Since earliest history, culture, like a good parent, has provided clear rules for what it means to be a woman or to be a man and how each sex should relate to the other. The rules have been different at different times and in different places. But they have always been there—assumed, treated as divine truth. If we learned our expected gender roles, we could be confident that someone else was learning his or her complementary set. And if we adhered to culture’s codes about what it means to be friends, to date, or to marry we could rightly expect at least adequately satisfying partnership.
And today the rules are changing. This doesn’t mean that culture has ceased giving us messages, nor that men and women are suddenly the same, far from it. But the changes we see are more foundational than we may assume. They are not just about new rules. They are about a loss of once-and-for-all guideposts altogether. In a new way love lies in our very mortal hands.

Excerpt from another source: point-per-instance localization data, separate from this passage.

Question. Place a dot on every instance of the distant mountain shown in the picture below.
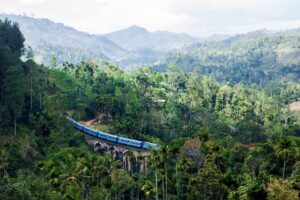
(65, 43)
(147, 47)
(136, 38)
(253, 57)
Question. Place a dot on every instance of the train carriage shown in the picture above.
(90, 131)
(130, 142)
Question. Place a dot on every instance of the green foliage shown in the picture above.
(217, 141)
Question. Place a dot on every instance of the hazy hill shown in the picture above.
(254, 57)
(67, 44)
(136, 38)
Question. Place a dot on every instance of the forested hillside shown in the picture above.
(217, 141)
(49, 39)
(256, 57)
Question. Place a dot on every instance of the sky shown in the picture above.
(198, 18)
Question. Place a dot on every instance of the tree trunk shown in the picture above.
(31, 91)
(283, 170)
(15, 124)
(163, 189)
(40, 100)
(177, 184)
(166, 173)
(156, 185)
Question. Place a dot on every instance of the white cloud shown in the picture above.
(197, 17)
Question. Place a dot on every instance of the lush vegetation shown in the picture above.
(217, 141)
(256, 57)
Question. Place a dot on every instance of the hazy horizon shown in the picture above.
(196, 18)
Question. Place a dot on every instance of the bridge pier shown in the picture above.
(125, 154)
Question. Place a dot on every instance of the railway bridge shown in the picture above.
(132, 153)
(132, 159)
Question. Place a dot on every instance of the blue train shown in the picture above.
(113, 138)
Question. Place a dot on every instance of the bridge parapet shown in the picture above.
(132, 159)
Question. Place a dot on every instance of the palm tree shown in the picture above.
(4, 161)
(148, 189)
(155, 161)
(165, 156)
(286, 149)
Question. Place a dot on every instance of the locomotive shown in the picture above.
(112, 138)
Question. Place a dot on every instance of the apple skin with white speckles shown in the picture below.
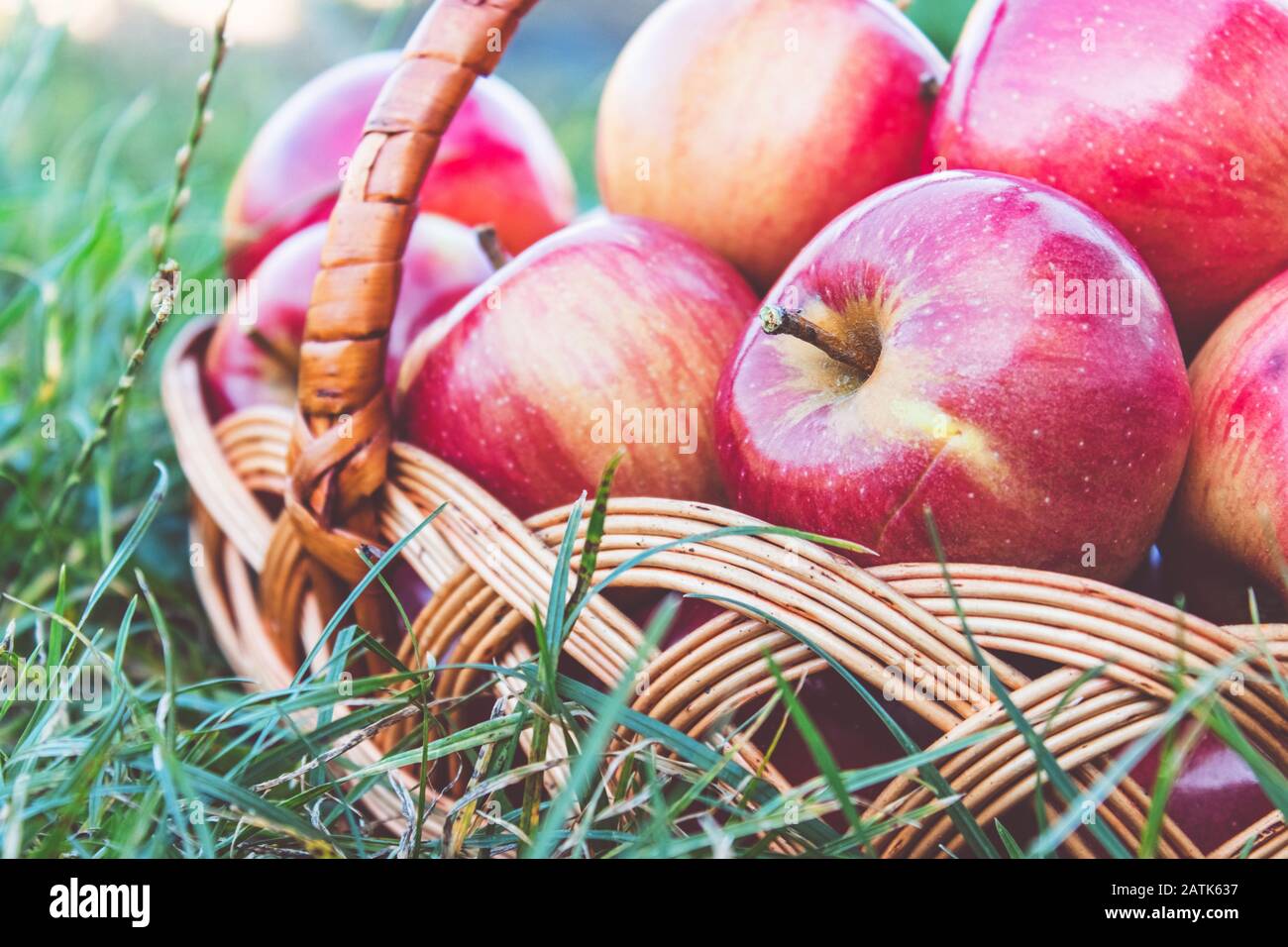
(1038, 438)
(1234, 493)
(516, 385)
(1167, 116)
(750, 124)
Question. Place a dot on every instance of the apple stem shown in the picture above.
(774, 320)
(490, 245)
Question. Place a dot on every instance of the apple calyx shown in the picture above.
(776, 320)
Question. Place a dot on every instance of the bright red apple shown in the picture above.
(497, 163)
(983, 346)
(750, 124)
(1234, 493)
(608, 334)
(254, 354)
(1167, 116)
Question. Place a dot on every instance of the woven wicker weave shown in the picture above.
(267, 582)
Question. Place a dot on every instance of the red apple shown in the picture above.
(1216, 793)
(1167, 116)
(254, 354)
(610, 333)
(984, 346)
(1234, 495)
(750, 124)
(497, 163)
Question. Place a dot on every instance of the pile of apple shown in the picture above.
(858, 281)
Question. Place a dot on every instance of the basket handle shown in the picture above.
(343, 429)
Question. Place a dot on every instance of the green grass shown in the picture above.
(178, 759)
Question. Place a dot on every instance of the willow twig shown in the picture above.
(162, 291)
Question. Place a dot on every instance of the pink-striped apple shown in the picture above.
(750, 124)
(1167, 116)
(1234, 493)
(254, 352)
(975, 343)
(609, 333)
(497, 163)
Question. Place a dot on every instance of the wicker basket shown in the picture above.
(343, 480)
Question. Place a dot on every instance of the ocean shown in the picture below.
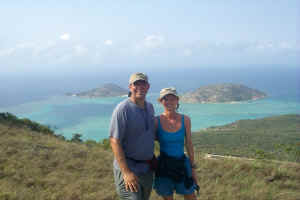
(91, 117)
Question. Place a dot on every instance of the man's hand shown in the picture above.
(131, 181)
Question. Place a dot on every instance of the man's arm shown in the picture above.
(130, 179)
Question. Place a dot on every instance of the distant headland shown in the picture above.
(107, 90)
(222, 93)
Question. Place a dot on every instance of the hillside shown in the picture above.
(107, 90)
(37, 165)
(222, 93)
(272, 138)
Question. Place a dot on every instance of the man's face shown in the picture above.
(139, 89)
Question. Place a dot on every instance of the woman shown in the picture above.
(175, 171)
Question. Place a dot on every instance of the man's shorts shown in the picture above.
(165, 186)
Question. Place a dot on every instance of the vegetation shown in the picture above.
(275, 138)
(40, 166)
(222, 93)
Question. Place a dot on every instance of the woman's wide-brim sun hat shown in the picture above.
(166, 91)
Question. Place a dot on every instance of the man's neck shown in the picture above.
(139, 102)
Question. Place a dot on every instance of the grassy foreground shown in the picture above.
(39, 166)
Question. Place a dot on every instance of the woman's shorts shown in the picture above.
(165, 186)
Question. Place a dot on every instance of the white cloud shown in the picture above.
(187, 52)
(65, 36)
(80, 50)
(153, 41)
(7, 52)
(108, 42)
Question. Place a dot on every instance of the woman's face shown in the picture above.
(170, 102)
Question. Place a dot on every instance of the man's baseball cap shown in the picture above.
(137, 77)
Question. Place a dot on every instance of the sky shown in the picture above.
(52, 41)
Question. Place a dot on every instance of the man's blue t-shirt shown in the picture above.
(134, 127)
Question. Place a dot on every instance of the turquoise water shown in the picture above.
(91, 117)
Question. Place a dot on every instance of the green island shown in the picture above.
(37, 164)
(222, 93)
(106, 90)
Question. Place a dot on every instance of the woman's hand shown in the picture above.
(194, 175)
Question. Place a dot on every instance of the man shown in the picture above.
(132, 141)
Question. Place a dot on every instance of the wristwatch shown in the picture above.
(194, 166)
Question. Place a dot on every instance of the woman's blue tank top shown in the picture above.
(171, 144)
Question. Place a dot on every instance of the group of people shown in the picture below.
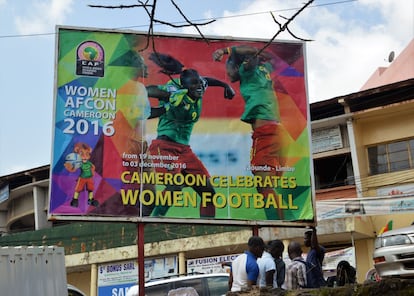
(263, 266)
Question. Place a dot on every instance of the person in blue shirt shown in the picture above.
(316, 253)
(244, 269)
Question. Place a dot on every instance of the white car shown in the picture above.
(215, 284)
(394, 253)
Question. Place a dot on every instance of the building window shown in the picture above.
(391, 157)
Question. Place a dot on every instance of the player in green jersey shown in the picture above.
(253, 71)
(182, 100)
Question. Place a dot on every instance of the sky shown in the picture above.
(350, 40)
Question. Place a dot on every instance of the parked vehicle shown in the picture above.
(394, 253)
(215, 284)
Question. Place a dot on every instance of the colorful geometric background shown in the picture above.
(218, 134)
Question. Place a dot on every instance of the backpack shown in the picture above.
(314, 278)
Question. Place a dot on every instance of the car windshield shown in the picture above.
(394, 240)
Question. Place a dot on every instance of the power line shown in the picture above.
(197, 20)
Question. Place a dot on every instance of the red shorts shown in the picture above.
(266, 147)
(82, 182)
(175, 158)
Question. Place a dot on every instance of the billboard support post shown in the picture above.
(141, 259)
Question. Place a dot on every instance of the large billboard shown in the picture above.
(177, 129)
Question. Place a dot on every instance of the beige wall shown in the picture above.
(363, 256)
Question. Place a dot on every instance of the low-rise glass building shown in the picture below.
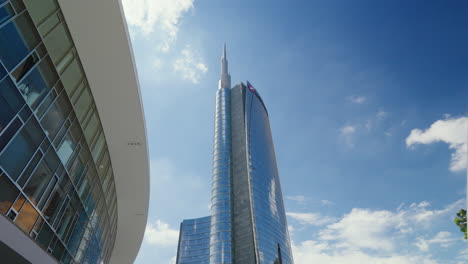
(73, 158)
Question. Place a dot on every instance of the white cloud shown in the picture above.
(381, 115)
(190, 65)
(452, 131)
(161, 234)
(163, 16)
(310, 218)
(356, 99)
(442, 239)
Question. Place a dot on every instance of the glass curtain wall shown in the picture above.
(194, 241)
(56, 178)
(270, 225)
(220, 244)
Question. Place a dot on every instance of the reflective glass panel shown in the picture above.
(17, 38)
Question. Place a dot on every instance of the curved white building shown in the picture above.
(74, 173)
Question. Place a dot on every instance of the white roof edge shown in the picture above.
(100, 34)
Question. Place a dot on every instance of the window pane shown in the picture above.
(6, 12)
(45, 236)
(8, 194)
(9, 133)
(58, 43)
(26, 218)
(65, 150)
(20, 150)
(39, 10)
(18, 38)
(24, 67)
(28, 171)
(38, 182)
(10, 102)
(36, 84)
(65, 221)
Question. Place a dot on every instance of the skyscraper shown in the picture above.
(74, 170)
(248, 220)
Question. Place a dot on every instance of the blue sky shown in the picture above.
(368, 106)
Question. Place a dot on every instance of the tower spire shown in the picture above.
(225, 81)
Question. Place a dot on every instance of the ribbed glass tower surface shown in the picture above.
(56, 178)
(248, 220)
(194, 241)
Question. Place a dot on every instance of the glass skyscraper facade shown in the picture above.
(194, 241)
(56, 176)
(248, 219)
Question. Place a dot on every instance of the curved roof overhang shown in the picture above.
(100, 34)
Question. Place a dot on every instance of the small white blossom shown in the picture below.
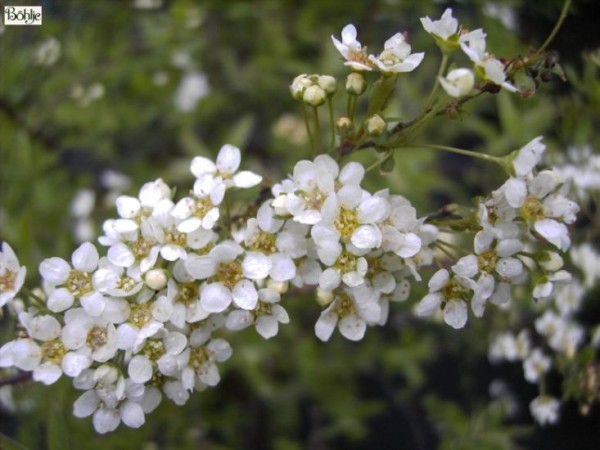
(12, 275)
(545, 409)
(396, 56)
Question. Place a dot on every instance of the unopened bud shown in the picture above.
(299, 85)
(328, 84)
(156, 279)
(344, 126)
(324, 298)
(356, 83)
(375, 125)
(550, 261)
(314, 96)
(458, 82)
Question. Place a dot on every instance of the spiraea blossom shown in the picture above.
(12, 275)
(150, 315)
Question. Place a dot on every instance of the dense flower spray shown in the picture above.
(148, 316)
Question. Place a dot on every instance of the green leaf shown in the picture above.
(7, 443)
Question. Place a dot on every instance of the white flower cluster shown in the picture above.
(559, 337)
(526, 207)
(360, 248)
(459, 82)
(396, 56)
(12, 275)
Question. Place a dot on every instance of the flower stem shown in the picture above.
(317, 130)
(461, 151)
(331, 123)
(380, 161)
(552, 35)
(436, 84)
(307, 126)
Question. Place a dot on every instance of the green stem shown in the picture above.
(331, 123)
(317, 130)
(380, 161)
(552, 35)
(306, 125)
(461, 151)
(436, 84)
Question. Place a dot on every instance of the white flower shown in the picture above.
(12, 275)
(351, 49)
(545, 409)
(458, 82)
(396, 56)
(95, 336)
(536, 365)
(447, 293)
(226, 168)
(65, 284)
(473, 44)
(443, 28)
(350, 310)
(228, 278)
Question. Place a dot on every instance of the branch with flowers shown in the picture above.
(149, 316)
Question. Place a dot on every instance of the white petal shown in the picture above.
(228, 159)
(330, 279)
(554, 232)
(267, 326)
(466, 266)
(93, 304)
(239, 319)
(201, 166)
(200, 267)
(209, 374)
(73, 364)
(85, 257)
(132, 414)
(246, 179)
(60, 300)
(140, 369)
(55, 270)
(282, 267)
(515, 191)
(352, 327)
(106, 420)
(86, 404)
(439, 280)
(455, 313)
(256, 266)
(47, 373)
(244, 295)
(366, 237)
(120, 255)
(428, 305)
(215, 297)
(325, 325)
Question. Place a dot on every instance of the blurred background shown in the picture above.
(107, 95)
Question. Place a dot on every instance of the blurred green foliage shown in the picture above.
(107, 102)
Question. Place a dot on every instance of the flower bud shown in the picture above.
(356, 83)
(458, 82)
(375, 125)
(314, 95)
(550, 261)
(324, 298)
(156, 279)
(328, 84)
(344, 126)
(299, 85)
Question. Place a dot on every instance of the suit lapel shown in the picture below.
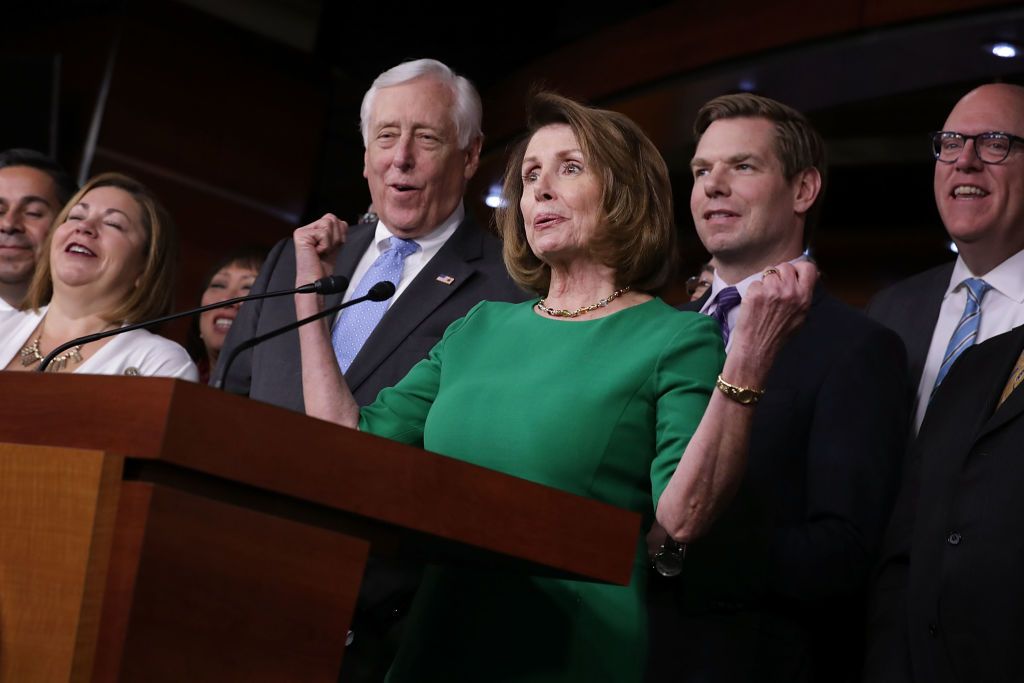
(420, 299)
(1004, 357)
(356, 243)
(922, 313)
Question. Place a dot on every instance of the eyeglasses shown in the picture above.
(991, 147)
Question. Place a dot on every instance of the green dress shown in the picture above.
(602, 409)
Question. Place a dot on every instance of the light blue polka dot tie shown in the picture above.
(967, 330)
(356, 323)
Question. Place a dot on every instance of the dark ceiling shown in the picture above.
(873, 93)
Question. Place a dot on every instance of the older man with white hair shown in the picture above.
(421, 127)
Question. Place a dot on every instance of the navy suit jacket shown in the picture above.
(948, 602)
(792, 555)
(271, 373)
(910, 307)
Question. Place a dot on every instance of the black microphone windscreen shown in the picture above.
(331, 285)
(381, 291)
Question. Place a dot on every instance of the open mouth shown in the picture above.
(402, 187)
(720, 213)
(968, 191)
(547, 220)
(75, 248)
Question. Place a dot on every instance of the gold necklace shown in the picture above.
(31, 355)
(563, 312)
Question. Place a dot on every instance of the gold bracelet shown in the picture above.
(744, 395)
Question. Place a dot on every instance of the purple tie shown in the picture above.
(727, 300)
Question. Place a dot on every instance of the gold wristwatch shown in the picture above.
(744, 395)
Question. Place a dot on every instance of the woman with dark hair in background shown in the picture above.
(109, 261)
(231, 276)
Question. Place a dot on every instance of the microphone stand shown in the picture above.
(380, 292)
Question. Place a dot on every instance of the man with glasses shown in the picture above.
(948, 599)
(979, 190)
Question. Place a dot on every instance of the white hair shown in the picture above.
(466, 111)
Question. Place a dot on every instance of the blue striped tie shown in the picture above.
(356, 324)
(967, 330)
(727, 300)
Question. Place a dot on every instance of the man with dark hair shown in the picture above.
(33, 189)
(774, 591)
(948, 600)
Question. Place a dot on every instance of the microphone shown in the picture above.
(380, 292)
(329, 285)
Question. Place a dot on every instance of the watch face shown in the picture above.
(669, 559)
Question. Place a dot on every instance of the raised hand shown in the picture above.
(773, 309)
(316, 246)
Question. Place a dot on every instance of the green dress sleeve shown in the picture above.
(400, 412)
(685, 378)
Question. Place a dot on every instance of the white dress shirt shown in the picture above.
(1001, 310)
(429, 246)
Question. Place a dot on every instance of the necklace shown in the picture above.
(562, 312)
(31, 355)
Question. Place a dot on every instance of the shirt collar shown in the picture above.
(428, 241)
(718, 284)
(1007, 278)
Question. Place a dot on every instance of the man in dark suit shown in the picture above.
(979, 191)
(33, 189)
(948, 604)
(948, 600)
(773, 592)
(421, 125)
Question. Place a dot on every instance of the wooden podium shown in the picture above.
(153, 529)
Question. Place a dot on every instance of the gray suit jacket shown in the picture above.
(910, 308)
(409, 330)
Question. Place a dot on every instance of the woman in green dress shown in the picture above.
(597, 388)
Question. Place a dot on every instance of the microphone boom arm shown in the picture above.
(328, 285)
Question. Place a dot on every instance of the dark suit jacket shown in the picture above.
(774, 591)
(910, 307)
(407, 333)
(948, 603)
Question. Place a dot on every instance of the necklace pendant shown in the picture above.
(30, 354)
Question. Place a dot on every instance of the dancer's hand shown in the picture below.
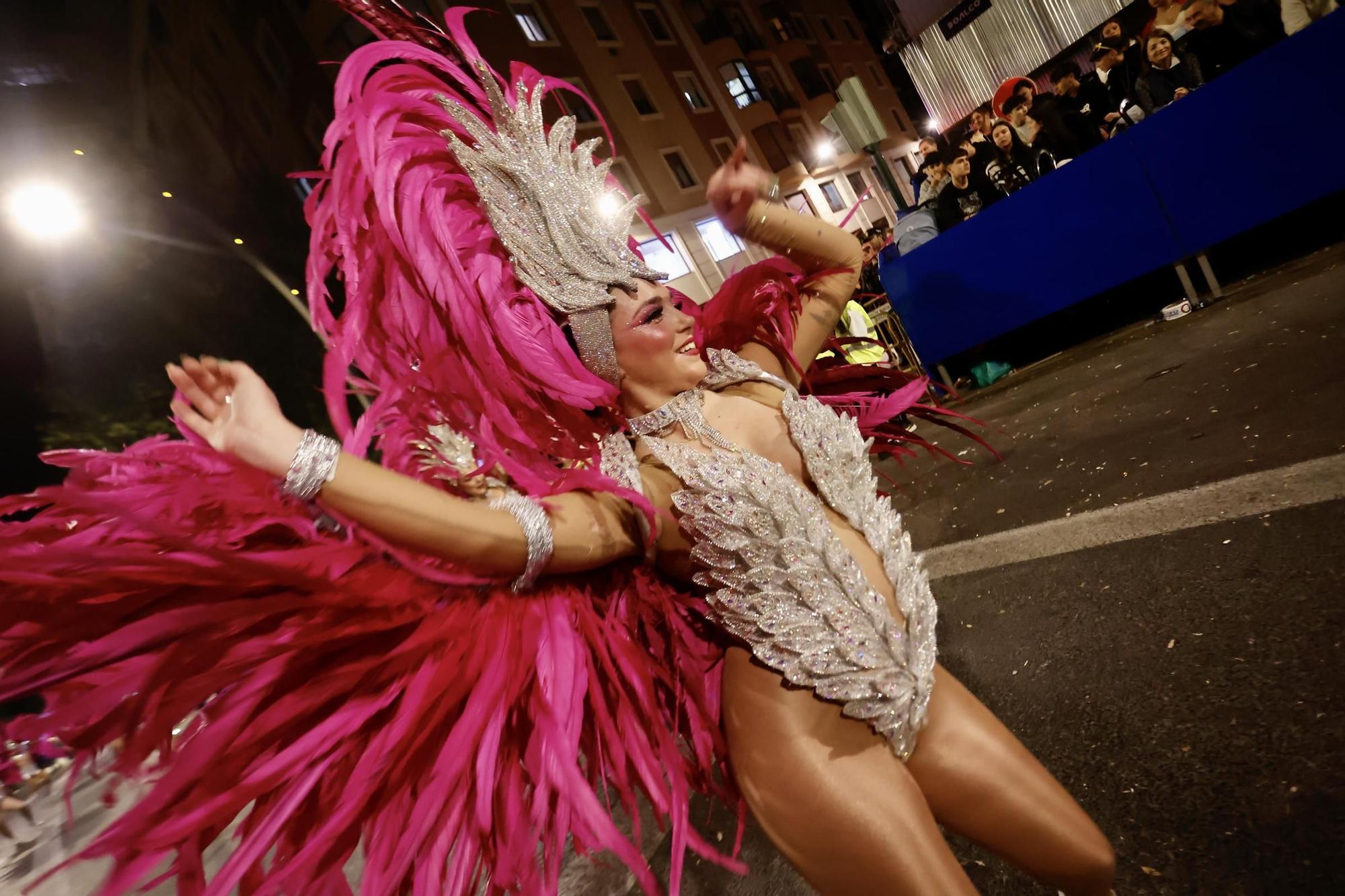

For example, ask fifty people today whether they feel we will ever again have gender roles in the sense we have had in the past—that is, whether we will simply replace our old set of gender roles with a new, though now more enlightened set—and most, after reflecting, will respond “no.” We aren’t just replacing old roles with new ones, however liberated. Or if that is what we do, we will fail at what is being asked of us.
These and related changes are of immense significance. Never before in the human story have we been without clearly defined gender dictates or rules of relationship.
What will be the fate of love? Transcending gender roles and love’s old rules is about much more than just the removal of shackles that have limited our freedom. Love’s rules have served us powerfully—by making life’s immense uncertainties more manageable. Clear behavioral codes have let us come together like two precut pieces of a puzzle. And polarized gender imagery—white knight and fair maiden, Scarlet and Ret, Romeo and Juliet—has provided much of the magnetism and glue of love.
But however useful traditional roles and rules for love have been, today, both identity and love ask more. Increasingly it is no longer enough to meet as two halves of a predefined puzzle. We may continue to try. But most often when we do, our efforts in the end bring frustration more than fulfillment. Our times are requiring, and making possible, a new, more “whole person” sort of love.
These changes increase what is possible, but they don’t necessarily make life easier. For example, they contribute greatly to the present instability of the family—a most appropriate concern. And love in this more mature—more whole—sense is much more demanding. Coming together as precut parts of a puzzle has let us engage intimacy’s profound vulnerabilities with only the most beginning understanding of ourselves or the person we might love. More mature love requires much greater knowledge of both self and other. And it will require the ability to move among an ever more overwhelming multiplicity of options.
Our times require us, both personally and culturally, to bring a major new kind of responsibility, and a fundamentally new level of awareness, to this most intimate question of human truth. We are just beginning to understand this new chapter in the story of love. Appropriately it humbles us. But few people would deny this chapter’s rightness and importance. When we catch a glimpse of what it offers, it becomes increasingly impossible to go back.